It’s a combination that clearly motivates him: “It can be distressing when things go wrong for your patients and this is a major driver to improve or discover new treatments.” Or as one of Storey’s clinical research fellows, Dr Wael Sumaya describes it, “When you’re a clinician and you’re seeing one patient, you’re only helping one patient. When you’re doing research you have the potential to help millions of patients. It also helps your teaching – when you’re teaching students about your research you understand it better, which means you teach it better. That’s the beauty of combining academic and clinical work.”
In the 1990s, when Rob was fresh out of medical school and training to become a cardiologist, death rates from heart attacks were still very high, despite the development of technologies such as stents and pacemakers. Blood clots had only recently been discovered as the cause and aspirin became the standard treatment for preventing further clots. However, the relatively weak effects of aspirin had prompted a flurry of research into new anti-clotting drugs. One of the drugs clopidogrel would soon become the main drug prescribed to patients following a heart attack. However, there were drawbacks with clopidogrel, whether or not it worked was a complete lottery, based on a patient’s genetics and body characteristics. Storey was keenly aware of the drug’s shortcomings and the need for something better.
Enter pharmaceutical company Astra (later AstraZeneca), who had been working on a new intravenous anti-clotting therapy known as cangrelor, it was the precursor for ticagrelor. Recognising the potential of these drugs, Storey approached Astra to carry out research on cangrelor, he explains: “It was very exciting because the processes I was researching hadn’t been well-documented… it was completely unexplored territory.”
Cangrelor and ticagrelor function as platelet aggregation inhibitors, targeting and inhibiting the activation of the P2Y12 receptor on the surface of platelet cells, reducing their ability to clot. The receptor plays a profound amplification role in platelet activity. Rob describes its effect as being like a volume control. Activate the receptor and you turn the volume up. Block it and you turn the volume down.
“The advantage is that with cangrelor and ticagrelor you don’t switch the sound off altogether.” Rob outlines. “The platelets still have some activity – to stop bleeding you still need platelet activity. So it’s a very neat way of preventing clots forming in the arteries.”
Storey was initially the only researcher outside of Astra with access to cangrelor. Proving its effectiveness in the lab and demonstrating this to doctors and scientists around the world was his responsibility. And it was already showing a more consistent and reliable response in different blood samples – potentially a major step forward from the current treatment.

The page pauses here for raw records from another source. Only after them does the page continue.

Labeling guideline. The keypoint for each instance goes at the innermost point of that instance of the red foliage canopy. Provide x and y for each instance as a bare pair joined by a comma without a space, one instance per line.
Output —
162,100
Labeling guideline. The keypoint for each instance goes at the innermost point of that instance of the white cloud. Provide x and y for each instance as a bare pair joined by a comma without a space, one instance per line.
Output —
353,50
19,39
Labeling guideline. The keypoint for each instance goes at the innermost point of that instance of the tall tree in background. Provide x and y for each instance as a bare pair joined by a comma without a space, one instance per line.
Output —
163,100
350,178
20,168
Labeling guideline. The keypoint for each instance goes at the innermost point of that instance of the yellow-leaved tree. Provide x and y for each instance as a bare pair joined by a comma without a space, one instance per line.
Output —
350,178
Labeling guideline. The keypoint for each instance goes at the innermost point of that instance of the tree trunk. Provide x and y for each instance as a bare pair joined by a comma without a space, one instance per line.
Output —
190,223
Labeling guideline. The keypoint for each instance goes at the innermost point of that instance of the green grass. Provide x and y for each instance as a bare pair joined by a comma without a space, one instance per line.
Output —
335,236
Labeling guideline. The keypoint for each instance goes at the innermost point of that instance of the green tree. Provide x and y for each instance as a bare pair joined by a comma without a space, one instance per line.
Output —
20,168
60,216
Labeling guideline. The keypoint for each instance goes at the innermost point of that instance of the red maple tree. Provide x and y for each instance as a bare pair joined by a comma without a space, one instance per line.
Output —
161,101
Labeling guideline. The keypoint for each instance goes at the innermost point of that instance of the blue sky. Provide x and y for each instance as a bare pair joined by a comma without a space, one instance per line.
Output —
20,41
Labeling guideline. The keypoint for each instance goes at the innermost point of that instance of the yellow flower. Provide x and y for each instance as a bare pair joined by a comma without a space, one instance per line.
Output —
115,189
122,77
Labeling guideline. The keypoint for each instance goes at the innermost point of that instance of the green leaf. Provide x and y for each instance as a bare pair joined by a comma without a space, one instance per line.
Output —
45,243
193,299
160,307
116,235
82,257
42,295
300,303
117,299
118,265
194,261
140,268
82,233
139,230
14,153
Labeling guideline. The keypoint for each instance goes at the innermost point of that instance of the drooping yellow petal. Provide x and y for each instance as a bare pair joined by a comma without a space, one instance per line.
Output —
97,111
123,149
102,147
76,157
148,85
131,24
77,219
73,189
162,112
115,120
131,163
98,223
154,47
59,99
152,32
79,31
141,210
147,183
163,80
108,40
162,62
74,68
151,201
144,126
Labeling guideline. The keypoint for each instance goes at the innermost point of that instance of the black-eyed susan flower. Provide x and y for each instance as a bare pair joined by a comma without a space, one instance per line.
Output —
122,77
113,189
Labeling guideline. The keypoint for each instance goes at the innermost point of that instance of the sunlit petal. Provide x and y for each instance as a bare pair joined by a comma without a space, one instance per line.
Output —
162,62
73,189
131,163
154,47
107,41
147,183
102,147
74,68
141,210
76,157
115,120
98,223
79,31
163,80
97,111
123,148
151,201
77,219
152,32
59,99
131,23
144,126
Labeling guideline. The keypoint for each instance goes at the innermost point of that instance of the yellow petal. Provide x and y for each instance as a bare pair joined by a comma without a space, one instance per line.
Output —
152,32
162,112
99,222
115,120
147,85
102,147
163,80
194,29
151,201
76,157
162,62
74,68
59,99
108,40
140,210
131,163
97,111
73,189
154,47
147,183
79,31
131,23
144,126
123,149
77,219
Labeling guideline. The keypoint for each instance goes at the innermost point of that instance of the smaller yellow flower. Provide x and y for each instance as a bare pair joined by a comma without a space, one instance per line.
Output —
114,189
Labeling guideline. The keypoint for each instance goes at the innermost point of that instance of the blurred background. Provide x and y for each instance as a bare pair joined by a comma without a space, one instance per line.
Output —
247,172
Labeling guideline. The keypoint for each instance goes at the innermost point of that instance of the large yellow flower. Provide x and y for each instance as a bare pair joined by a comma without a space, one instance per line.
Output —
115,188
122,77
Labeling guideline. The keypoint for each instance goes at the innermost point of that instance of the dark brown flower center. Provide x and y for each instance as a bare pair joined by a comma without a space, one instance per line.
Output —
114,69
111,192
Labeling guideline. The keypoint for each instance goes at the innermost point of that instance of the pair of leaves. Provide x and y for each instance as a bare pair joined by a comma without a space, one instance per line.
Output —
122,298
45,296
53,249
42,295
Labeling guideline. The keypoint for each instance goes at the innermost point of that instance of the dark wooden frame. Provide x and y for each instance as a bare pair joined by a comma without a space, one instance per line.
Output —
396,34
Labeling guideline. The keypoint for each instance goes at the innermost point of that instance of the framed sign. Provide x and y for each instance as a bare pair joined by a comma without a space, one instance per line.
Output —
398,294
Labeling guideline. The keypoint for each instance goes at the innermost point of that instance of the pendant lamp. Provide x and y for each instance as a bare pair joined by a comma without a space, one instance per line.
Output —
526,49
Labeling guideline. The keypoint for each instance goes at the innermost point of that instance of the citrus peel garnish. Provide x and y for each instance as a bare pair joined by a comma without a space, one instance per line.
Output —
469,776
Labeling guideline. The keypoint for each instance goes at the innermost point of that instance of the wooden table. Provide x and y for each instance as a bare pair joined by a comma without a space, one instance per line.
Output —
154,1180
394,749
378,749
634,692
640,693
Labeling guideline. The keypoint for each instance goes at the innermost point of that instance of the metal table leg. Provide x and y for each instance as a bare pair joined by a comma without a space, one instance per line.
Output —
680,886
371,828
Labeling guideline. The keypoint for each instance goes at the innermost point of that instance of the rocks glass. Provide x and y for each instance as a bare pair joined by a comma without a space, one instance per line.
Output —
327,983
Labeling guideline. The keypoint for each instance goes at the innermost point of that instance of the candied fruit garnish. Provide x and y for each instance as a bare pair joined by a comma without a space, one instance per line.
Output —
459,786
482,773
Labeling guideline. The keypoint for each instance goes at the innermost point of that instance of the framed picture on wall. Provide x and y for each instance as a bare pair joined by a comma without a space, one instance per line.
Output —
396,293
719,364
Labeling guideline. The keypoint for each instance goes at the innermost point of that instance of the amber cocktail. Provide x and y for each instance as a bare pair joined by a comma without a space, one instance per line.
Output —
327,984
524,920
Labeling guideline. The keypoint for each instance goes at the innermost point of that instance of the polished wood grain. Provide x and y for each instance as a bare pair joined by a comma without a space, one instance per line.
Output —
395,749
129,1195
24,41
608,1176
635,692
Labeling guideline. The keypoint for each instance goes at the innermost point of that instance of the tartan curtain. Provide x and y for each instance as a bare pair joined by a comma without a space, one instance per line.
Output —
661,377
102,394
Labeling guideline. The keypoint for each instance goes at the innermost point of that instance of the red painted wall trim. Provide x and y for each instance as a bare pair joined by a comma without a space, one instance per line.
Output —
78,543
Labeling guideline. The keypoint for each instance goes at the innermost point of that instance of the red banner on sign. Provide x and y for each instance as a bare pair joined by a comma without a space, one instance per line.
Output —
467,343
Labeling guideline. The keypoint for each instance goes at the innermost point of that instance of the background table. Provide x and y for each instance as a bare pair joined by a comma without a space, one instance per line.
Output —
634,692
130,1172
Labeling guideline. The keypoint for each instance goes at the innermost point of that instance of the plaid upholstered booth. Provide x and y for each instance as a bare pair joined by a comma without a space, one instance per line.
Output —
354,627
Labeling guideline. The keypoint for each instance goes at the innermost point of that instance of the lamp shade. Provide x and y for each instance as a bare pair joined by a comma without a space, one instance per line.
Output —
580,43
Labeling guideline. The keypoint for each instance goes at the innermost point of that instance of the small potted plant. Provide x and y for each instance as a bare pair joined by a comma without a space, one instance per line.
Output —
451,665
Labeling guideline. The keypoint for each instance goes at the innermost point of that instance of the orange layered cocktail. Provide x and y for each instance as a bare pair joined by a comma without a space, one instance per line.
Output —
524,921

He was also the first doctor to ever administer it to a patient in the late 90s. “Although it was 20 years ago, I remember this brave gentleman who volunteered to take part in the trial after being admitted to hospital with a heart attack the evening before.” says Storey. “Starting the drug was an exciting moment as I felt there was a strong chance it was going to benefit him. We also gained a huge amount of information through blood sampling and testing how long he bled for whilst we gave different doses of cangrelor. I think patients who signed up for these studies had a sense of this pioneering work that was potentially going to help them. It’s so important to remember the dedication and courage of any patient who volunteers for clinical research, it allow us to improve treatments that will in the end benefit all patients.”
Rob went on to advise Astra on the process of turning cangrelor, a treatment administered through an intravenous drip, into ticagrelor – an oral treatment that could be prescribed for 12 months or more. Then came the immense challenge of helping in the design of a clinical trial to prove to the medical world the drug’s effectiveness.